4 Bell Peppers (Green, Red, Yellow, or Orange – whatever you have on hand)
- olive oil spray
- 1 small onion
- 1 package of ground turkey
- 1 tsp cumin
- 1 tsp chili powder
- 1 pinch or more of red pepper flakes depending on how hot you like it
- 1 tsp onion powder
- 1 tsp garlic powder
- 1 can of black beans rinsed
- 1/2 cup of frozen corn (optional)
- 1 28 oz can of crushed tomatoes reserving 1 cup for meat mixture
- 1 box of quinoa
(if you have a flavored kind, that is an option. It adds to the flavor – I chose tomato and basil) another option is lentils.

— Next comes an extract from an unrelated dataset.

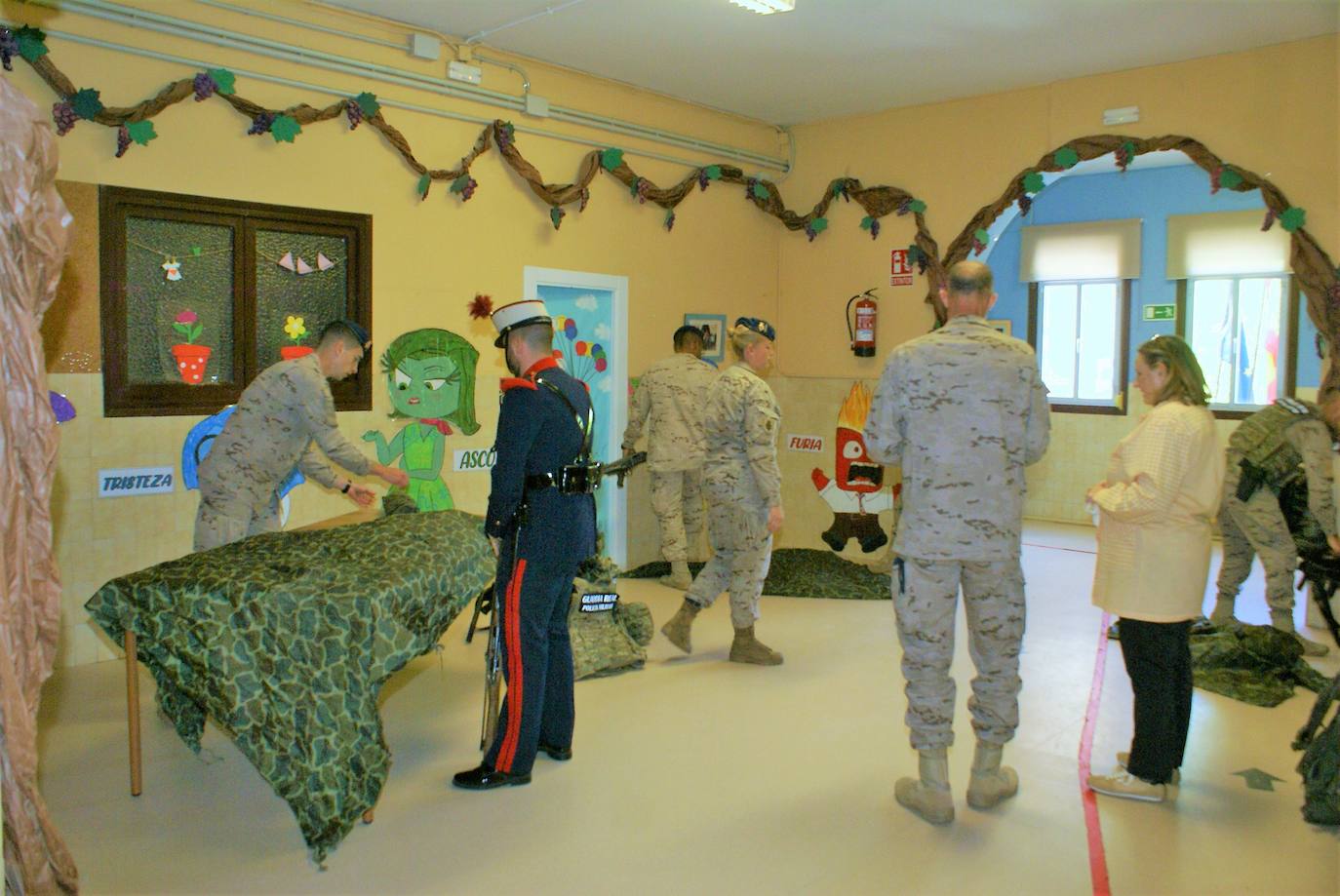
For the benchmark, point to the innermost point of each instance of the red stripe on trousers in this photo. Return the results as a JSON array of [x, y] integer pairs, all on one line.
[[515, 682]]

Cook them according to directions and add at the end.
4 ounces of shredded low-fat cheddar cheese
optional garnish – cilantro, avocado, light sour cream, chopped tomato, shredded lettuce
Preheat oven to 400 degrees
Start making quinoa according to box directions
add the 20 ounces of crushed tomatoes to the bottom of a casserole dish big enough to fit your peppers
Cut your bell peppers in half from top to bottom for smaller portions or for a bigger serving just cut the tops off and take out all the seeds and put in casserole cut side up, set aside
dice onion and heat olive oil spray to large saute pan. on medium to high heat, saute onions until soft about 3 mins.
Add cumin, chili powder and red pepper flakes to onions to toast the dried seasoning in pan
add ground turkey and break up while it cooks
Add the onion powder and garlic powder and cook an additional 3 mins
Add your black beans and frozen corn and reserved 8 ounces of crushed tomatoes, simmer for 5 mins to let flavors marry.
take the meat mixture off of the heat and mix in the quinoa
take this mixture and put heaping spoonfuls divided up evenly into the peppers
Cover with foil and bake for 45 mins
take foil off and sprinkle with cheese and bake another 5-10 minutes until cheese is melted and browned. You may want to broil to get the color.